İlk oyundan bu yana; roller coster bölümü gibi yenilik ve aksiyon olsun diye eklenen bir kaç bölüm dışında bir de gündüz oynanılabilen haritalar ve tabii yeni silahlar var. Yeni silahlar yakın dövüşü seven oyuncular için bence güzel olmuş. Elektrikli testere, elektro gitar ve benim oyunda elimden düşürmediğim katana gibi bir kaç yeni silah var. Ancak oyunun genel tek düzeliğini bu silahlar değiştirememiş. Galiba oynarken eğer sıkılırsanız en büyük etmen bu olacaktır.

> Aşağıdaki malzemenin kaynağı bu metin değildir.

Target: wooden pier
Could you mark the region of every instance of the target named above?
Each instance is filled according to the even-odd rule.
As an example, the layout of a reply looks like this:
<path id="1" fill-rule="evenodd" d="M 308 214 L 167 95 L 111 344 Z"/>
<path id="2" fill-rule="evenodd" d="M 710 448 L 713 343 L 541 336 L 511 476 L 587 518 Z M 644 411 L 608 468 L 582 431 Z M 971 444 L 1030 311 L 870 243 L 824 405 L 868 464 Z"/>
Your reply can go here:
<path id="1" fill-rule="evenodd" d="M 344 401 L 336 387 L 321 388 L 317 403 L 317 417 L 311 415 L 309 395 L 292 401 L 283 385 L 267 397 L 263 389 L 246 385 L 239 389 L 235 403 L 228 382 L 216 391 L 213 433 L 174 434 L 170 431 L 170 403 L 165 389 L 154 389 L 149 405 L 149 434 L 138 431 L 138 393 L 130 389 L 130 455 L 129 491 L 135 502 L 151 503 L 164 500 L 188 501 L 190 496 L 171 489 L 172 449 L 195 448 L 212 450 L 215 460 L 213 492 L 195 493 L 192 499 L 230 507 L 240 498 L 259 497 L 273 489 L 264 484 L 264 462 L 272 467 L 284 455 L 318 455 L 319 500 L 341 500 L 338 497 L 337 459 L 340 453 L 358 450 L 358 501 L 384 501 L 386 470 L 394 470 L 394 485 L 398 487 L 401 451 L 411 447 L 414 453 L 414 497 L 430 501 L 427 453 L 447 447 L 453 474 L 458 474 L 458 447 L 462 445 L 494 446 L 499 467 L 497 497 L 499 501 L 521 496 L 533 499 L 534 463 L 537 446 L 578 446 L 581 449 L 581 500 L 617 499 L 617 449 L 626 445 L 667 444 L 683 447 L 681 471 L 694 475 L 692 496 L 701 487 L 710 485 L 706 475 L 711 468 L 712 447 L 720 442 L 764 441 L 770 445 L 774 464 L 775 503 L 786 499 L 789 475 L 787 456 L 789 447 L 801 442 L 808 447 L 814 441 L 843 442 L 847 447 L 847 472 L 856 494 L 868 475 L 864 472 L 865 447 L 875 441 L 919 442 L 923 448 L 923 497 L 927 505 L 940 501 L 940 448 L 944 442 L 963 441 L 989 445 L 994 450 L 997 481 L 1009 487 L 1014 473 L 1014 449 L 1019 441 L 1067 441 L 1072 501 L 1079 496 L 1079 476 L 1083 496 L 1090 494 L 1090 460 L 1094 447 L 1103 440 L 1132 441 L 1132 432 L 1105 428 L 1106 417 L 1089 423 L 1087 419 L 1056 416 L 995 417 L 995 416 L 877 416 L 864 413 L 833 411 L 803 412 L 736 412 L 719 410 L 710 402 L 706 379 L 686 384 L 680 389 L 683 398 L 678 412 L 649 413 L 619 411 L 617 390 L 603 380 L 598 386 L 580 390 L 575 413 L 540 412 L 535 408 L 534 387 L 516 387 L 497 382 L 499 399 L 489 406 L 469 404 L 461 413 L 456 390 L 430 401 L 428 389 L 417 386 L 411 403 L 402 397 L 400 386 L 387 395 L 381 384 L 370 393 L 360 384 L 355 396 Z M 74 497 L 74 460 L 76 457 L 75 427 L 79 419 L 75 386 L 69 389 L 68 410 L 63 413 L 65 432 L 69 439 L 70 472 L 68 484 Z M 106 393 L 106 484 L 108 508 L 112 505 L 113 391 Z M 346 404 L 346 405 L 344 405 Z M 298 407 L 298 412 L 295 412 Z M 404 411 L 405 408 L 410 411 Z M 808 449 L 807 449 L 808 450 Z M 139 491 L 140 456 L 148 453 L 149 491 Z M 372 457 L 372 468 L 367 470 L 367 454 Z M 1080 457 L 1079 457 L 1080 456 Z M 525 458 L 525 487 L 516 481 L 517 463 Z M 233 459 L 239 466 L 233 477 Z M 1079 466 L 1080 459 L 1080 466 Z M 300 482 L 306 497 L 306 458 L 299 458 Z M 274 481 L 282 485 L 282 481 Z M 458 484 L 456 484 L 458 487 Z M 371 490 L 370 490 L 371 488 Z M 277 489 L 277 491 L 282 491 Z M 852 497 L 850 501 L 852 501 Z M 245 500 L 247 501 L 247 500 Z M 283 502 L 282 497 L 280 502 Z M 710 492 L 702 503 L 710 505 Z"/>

Seslere ve grafiklere değinmeden olmaz herhalde. Grafikler fazla göze batmasa da (iyi olduklarını söylemiyorum) bazı yerlerde vasatın altında iş çıkartabiliyor. Seslerinde çok iyi olduğunu söyleyemeyeceğim. Yapımcıların bir hatası da oyunda çevreyle etkileşimi kısıtlı tutmaları. Yapıldığı yılda; çevreyle etkileşimi mümkün mertebe iyi olan oyunlar mevcut sonuçta. Bilemiyorum ama belki de yapımcılar olabildiği kadar oyunu tek düze yapmaya çalışmışlar.

Normalde uzun olan oyun incelemeleri yazmaya dikkat ederim ancak L4D 2 için daha fazla ne yazılabilir bilemediğimden dolayı bugünlük burada son veriyorum. Başka oyunlarla karşınıza gelene kadar; herkese iyi oyunlar...

Oyunun Artıları : Survival FPS sevenlere hitap eden bir oyun olması. Zombi sayısının ve bossların fazla olması. Co-op modunun olması.

Oyunun Eksileri : Bir ton bug. Yetersiz kalan oyun motoru. Tek düze oynanış ve senaryo. Çokta iyi olmayan müzik ve sesler.